Aldi tertawa kecil, tetapi bukan tawa yang ramah. “Terserah kalian aja deh. Liat aja nanti, kalau kalian nggak bubar duluan.”
Klub Misteri akhirnya meninggalkan markas The RADAN, meninggalkan suasana yang berat dan penuh tanda tanya.
Setelah Klub Misteri pergi, suasana markas terasa lebih sunyi dari sebelumnya. Arga masih terpaku di tempatnya, mencoba memproses pertemuan yang baru saja terjadi. Nadya, yang duduk di sudut dengan tangan disilangkan, menghela napas panjang.
“Jadi... mereka serius, ya?” Nadya bertanya dengan nada masih sedikit tak percaya. “Maksudku, ngapain mereka klaim hutan belakang jadi wilayah mereka? Kayak... ini sekolah milik mereka aja.”
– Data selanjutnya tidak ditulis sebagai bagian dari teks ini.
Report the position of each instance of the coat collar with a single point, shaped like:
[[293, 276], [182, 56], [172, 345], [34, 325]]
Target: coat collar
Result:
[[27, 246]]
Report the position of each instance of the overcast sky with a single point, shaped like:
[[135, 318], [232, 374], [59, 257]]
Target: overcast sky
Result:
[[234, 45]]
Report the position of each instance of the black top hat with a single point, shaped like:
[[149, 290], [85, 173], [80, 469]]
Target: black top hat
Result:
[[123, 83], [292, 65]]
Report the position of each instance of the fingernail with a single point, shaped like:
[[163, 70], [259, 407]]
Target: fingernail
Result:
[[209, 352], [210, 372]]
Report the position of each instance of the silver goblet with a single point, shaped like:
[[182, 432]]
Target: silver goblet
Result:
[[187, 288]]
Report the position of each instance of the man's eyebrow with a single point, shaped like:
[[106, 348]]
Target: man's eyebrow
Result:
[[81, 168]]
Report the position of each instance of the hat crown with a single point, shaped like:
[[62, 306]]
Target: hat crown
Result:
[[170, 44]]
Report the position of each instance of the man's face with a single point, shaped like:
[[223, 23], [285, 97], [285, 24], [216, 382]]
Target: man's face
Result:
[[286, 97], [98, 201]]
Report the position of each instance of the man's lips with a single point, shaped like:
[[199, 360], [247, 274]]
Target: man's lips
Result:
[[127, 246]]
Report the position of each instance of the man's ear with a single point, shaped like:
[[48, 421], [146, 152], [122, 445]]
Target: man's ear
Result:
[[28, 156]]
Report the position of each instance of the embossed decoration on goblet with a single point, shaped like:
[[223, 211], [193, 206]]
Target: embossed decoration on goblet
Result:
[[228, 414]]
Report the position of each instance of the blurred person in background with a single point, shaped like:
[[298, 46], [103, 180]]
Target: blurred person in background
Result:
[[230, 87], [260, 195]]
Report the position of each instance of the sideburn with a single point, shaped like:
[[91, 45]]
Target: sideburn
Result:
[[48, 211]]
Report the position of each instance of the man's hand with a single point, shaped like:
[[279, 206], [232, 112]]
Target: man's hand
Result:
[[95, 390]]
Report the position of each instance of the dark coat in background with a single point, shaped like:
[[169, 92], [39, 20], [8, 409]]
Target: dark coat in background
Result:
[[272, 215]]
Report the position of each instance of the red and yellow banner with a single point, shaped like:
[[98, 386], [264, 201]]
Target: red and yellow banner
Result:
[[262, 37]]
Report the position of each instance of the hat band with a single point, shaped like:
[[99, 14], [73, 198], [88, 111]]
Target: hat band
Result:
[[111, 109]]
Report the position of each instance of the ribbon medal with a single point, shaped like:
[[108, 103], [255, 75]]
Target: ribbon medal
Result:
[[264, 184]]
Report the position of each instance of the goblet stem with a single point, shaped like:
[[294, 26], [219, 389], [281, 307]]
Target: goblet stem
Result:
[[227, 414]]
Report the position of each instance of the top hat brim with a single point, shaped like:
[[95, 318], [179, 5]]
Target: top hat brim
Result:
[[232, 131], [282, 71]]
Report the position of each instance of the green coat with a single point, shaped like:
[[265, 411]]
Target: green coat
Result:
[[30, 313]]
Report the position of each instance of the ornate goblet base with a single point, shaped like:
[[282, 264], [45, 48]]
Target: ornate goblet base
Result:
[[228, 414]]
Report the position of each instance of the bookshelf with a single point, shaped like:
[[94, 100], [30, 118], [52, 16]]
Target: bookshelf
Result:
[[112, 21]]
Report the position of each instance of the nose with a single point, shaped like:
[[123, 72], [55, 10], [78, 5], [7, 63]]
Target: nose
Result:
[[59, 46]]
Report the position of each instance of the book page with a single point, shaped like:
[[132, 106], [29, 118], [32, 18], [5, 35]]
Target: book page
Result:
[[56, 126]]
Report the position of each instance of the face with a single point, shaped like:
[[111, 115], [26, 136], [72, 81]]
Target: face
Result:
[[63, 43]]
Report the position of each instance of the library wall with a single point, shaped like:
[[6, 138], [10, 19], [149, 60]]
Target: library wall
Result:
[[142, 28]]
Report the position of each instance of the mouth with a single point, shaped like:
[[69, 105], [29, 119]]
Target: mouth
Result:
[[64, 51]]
Rian, yang sejak tadi mencoba menahan diri, akhirnya meledak dengan tawa. “Serius banget nanggepinnya. Kalau mereka punya ‘wilayah’ gitu, kenapa nggak sekalian aja mereka klaim kantin itu kerajaan mereka? Atau mungkin lapangan basket jadi tempat singgasana raja?” Dia melanjutkan dengan gaya dramatis, membuat ekspresi seolah-olah dirinya seorang raja.
Aisyah tersenyum tipis, tapi matanya tetap serius. “Nggak lucu, Yan. Mereka jelas gak main-main.”
Dimas ikut angkat bicara sambil tetap memandang layar laptopnya. “Mereka udah lama jadi bagian dari sekolah ini, tapi sekarang mereka lebih kayak cari perhatian dengan cara yang... bisa dibilang berbahaya.”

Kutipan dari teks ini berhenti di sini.